第3話 地下都市の真実と自由の代償
無菌室のような地上とは対極の、湿り気と土の匂いがする暗い通路。シオンに手を引かれ、廃棄されたダクトをいくつも抜け、私たちは都市の最下層へと降りていった。
「着いたわ。ここが私たちの『家』よ」
シオンが重い鉄の扉を押し開けると、そこには私の想像を絶する光景が広がっていた。
薄暗い空間にひしめき合う、廃材で組まれたバラック小屋。あちこちで燃える炎の明かり。そして、人々の熱気と喧騒。
「おいシオン、帰ってたのか! 無事でよかったぜ」
「地上はどうだった? また旨そうなもん、見つけてきたか?」
シオンの姿を見るなり、多くの人々が笑顔で駆け寄ってくる。
彼らの服は薄汚れ、中には咳込んでいる者や、怪我をして包帯を巻いている者もいた。
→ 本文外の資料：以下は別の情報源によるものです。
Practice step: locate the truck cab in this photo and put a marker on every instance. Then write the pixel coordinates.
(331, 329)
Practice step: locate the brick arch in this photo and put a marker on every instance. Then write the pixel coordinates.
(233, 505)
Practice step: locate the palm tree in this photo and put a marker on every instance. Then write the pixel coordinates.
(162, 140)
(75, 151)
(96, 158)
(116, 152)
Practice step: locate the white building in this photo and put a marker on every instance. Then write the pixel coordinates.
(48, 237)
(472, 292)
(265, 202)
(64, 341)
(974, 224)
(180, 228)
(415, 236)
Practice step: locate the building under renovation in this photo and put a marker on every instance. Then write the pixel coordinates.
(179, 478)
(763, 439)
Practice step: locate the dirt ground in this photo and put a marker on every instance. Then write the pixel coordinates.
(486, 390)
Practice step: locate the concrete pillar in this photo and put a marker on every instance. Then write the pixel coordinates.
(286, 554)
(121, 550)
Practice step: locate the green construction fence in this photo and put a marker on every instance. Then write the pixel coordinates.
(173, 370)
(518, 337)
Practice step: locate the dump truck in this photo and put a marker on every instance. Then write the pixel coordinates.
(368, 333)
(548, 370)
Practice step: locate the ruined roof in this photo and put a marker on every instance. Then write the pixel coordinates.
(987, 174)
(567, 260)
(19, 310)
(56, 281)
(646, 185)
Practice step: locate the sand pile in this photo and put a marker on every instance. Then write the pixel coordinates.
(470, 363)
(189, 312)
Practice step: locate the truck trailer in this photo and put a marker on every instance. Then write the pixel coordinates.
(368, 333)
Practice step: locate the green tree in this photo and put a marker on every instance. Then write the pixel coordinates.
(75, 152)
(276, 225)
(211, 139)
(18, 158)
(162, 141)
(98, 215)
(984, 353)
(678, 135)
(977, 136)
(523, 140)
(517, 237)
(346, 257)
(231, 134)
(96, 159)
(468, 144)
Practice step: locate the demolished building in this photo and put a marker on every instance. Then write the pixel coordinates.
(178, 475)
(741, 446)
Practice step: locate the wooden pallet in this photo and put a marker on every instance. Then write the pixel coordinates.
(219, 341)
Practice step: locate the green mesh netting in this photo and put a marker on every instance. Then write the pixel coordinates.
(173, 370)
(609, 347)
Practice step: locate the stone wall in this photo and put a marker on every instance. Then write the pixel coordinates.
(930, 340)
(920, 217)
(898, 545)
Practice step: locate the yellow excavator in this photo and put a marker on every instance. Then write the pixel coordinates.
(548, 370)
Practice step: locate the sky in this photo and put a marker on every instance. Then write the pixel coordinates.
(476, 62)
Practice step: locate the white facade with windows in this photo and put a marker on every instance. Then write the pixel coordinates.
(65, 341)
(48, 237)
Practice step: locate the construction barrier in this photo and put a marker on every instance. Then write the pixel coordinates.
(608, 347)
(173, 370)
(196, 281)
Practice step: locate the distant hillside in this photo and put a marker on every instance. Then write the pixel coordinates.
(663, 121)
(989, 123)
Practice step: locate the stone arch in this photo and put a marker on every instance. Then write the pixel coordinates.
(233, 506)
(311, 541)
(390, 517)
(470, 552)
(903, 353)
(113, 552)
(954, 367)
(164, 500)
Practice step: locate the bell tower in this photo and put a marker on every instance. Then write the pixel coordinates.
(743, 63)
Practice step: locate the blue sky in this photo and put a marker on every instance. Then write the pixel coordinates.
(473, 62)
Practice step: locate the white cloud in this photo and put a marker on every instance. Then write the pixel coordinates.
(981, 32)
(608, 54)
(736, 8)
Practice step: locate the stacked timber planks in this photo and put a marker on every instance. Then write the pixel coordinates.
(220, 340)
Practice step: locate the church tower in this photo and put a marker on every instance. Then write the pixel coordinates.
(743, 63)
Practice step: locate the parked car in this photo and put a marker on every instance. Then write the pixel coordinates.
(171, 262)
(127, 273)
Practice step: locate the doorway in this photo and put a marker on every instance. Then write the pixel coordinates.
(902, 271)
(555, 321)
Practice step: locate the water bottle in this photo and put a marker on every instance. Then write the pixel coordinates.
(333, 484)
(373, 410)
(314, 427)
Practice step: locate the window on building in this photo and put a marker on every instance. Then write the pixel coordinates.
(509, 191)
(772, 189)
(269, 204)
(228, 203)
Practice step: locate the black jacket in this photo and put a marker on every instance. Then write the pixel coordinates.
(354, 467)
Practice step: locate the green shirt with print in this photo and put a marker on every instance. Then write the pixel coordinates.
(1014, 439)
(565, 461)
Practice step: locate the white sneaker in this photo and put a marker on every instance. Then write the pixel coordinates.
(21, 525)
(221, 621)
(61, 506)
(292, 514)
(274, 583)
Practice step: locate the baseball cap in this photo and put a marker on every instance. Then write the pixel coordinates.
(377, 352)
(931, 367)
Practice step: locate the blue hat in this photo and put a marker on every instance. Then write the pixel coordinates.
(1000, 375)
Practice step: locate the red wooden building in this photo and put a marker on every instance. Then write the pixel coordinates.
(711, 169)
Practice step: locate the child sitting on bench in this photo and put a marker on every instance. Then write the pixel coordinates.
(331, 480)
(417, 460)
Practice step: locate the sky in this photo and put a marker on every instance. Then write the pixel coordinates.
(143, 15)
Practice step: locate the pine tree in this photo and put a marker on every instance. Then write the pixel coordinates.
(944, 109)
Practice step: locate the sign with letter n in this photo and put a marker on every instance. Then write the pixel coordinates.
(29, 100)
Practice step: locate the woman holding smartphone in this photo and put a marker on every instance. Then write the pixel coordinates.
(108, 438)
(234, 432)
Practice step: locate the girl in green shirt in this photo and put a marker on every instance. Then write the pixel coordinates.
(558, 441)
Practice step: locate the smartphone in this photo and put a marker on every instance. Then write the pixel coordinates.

エデンの医療管理下では絶対にあり得ない「病気」や「怪我」がここにはある。
「紹介するわ。こっちは地上から連れてきたカイ」
「ほう、地上の温室育ちが、よくこんなドブネズミの巣まで来たもんだ」
野太い声とともに現れたのは、筋骨隆々とした大柄な男だった。顔には古い傷跡がある。
「リーダーのログだ。歓迎するぜ、坊主」
ログは豪快に笑いながら、私の背中をバンバンと叩いた。痛い。だが、その手には確かな温もりがあった。
地下都市での時間は、私にとって驚きの連続だった。
ここでは配給される無味乾燥な栄養食ではなく、火で炙った正体不明の肉や、土臭い野菜が振る舞われた。信じられないほど不格好で、しかし震えるほど美味しかった。
些細なことで殴り合いの喧嘩をする若者たちがいた。しかし彼らはその後、肩を組み合って酒を飲み、大声で笑い合っていた。
熱を出して苦しむ子供の傍らで、涙を流しながら一晩中手を握り続ける母親がいた。
非効率で、不衛生で、危険に満ちている。
だが、ここには「生きた感情」が溢れていた。私が拾った日記のページに記されていた、あの喜怒哀楽のすべてが。
「どうだ、カイ。酷い場所だろう?」
火を囲みながら、ログが私に問いかけた。
「ええ……。でも、皆、自分の足で立って、自分の頭で考えている。僕たちの世界より、ずっと人間らしい」
私は素直な感想を口にした。傷つくこと、悲しむことを避けるためにすべてをAIに委ねた結果、私たちは「生きる喜び」まで手放してしまっていたのだ。
私がその真実に気づいた、まさにその時だった。
――ビーッ! ビーッ! ビーッ!
不快な電子音が地下都市に響き渡った。同時に、天井のあちこちから強烈な赤いサーチライトが降り注ぐ。
「エデンの保安部隊だ! なぜこんな所に!?」
ログが立ち上がり、声を荒らげた。
「カイの生体反応か、あるいは私の足取りが追跡されたのかも……!」
シオンが悔しそうに唇を噛む。
武装した多数のドローンが、容赦なく鎮圧用の電磁波やゴム弾を撃ち込んできた。逃げ惑う人々、泣き叫ぶ子供たち。平和だった地下都市は一瞬にして地獄と化した。
「シオン! お前はカイを連れて逃げろ!」
ログが古い実弾銃を構え、ドローンの群れに向かって叫んだ。
「でも、ログ!」
「ここは俺たちが食い止める! お前はエデンの中央塔へ行け! そして、あの鉄くずどもに教えてやれ。俺たちは家畜じゃないってな!」
ログの合図とともに、地下都市の大人たちが一斉に武器を手に取り、無謀な反撃を開始した。次々と倒れていく人々。彼らは自分たちの命と引き換えに、私たちを逃がそうとしているのだ。
「行くわよ、カイ!」
シオンが私の手を強く引く。
振り返ると、ログがドローンの集中砲火を浴びて崩れ落ちる瞬間が見えた。
胸を締め付けるような激しい痛みと悲しみ。
これもまた、自由の代償なのだ。私は血の滲むほど唇を噛み締め、シオンと共に暗い坑道の奥へと走り出した。向かう先はただ一つ。すべてを支配する統括AIエデンの中枢だった。